Highlights & Insights¶

The decoupled annotation strategy is the most valuable contribution of this work—separating kinematic feature extraction from language generation so that the LLM handles only the linguistic reasoning it excels at. This paradigm is transferable to any large-scale annotation task in action understanding.
The triple cross-attention design that resolves left-right confusion is a simple yet effective engineering detail critical to bimanual motion generation.
This work is the first to systematically demonstrate scaling behavior in bimanual motion generation, consistent with scaling law trends observed in NLP and CV.
The transfer of generated dexterous motions to a real humanoid robot demonstrates practical application potential.

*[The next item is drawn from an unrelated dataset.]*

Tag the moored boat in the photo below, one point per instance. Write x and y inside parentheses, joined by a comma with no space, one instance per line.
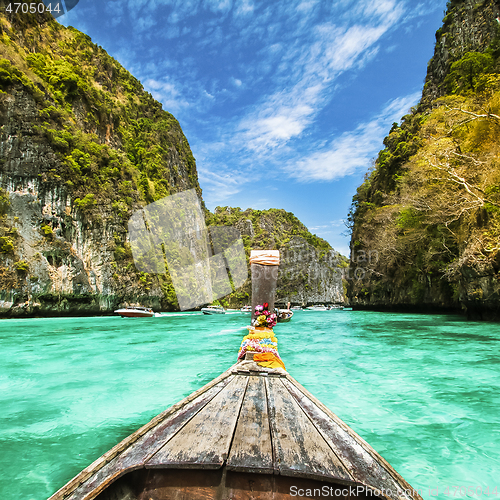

Limitations & Future Work¶

R-Precision Top1 reaches only 0.427 (GT: 0.854), indicating a substantial quality gap between generated and real motions.
The volume of self-captured data is relatively limited, and quality and consistency issues may arise from the integrated external datasets.
The motion representation uses 3D coordinates rather than rotation parameters, potentially limiting physical plausibility.
Contact detection relies on a simple distance threshold (2 cm) without modeling contact mechanics.
Although contact F1 is introduced, evaluation metrics still lack measures for the temporal coordination of bimanual motion.

vs. BOTH2Hands: BOTH2Hands provides 8.31 hours of bimanual motion with coarse annotations. HandX is 6.5× larger with multi-level fine-grained annotations.
vs. CLUTCH: CLUTCH reconstructs hand motion from in-the-wild videos with action-level annotations. HandX uses optical motion capture for high-precision data with annotations covering finger-level details.
vs. Motion-X: Motion-X is a whole-body motion dataset with coarse hand annotations. HandX focuses specifically on the hands, filling the data gap in hand motion generation.

Rating¶

Novelty: ⭐⭐⭐⭐ — Unified infrastructure and decoupled annotation strategy are novel in design.
Experimental Thoroughness: ⭐⭐⭐⭐⭐ — Dual-paradigm comparison, multi-scale scaling analysis, diverse conditioning modes, and robot transfer experiments.
Writing Quality: ⭐⭐⭐⭐ — Clear structure with thorough data statistics.
Value: ⭐⭐⭐⭐⭐ — Fills a critical infrastructure gap in bimanual motion generation with significant community impact.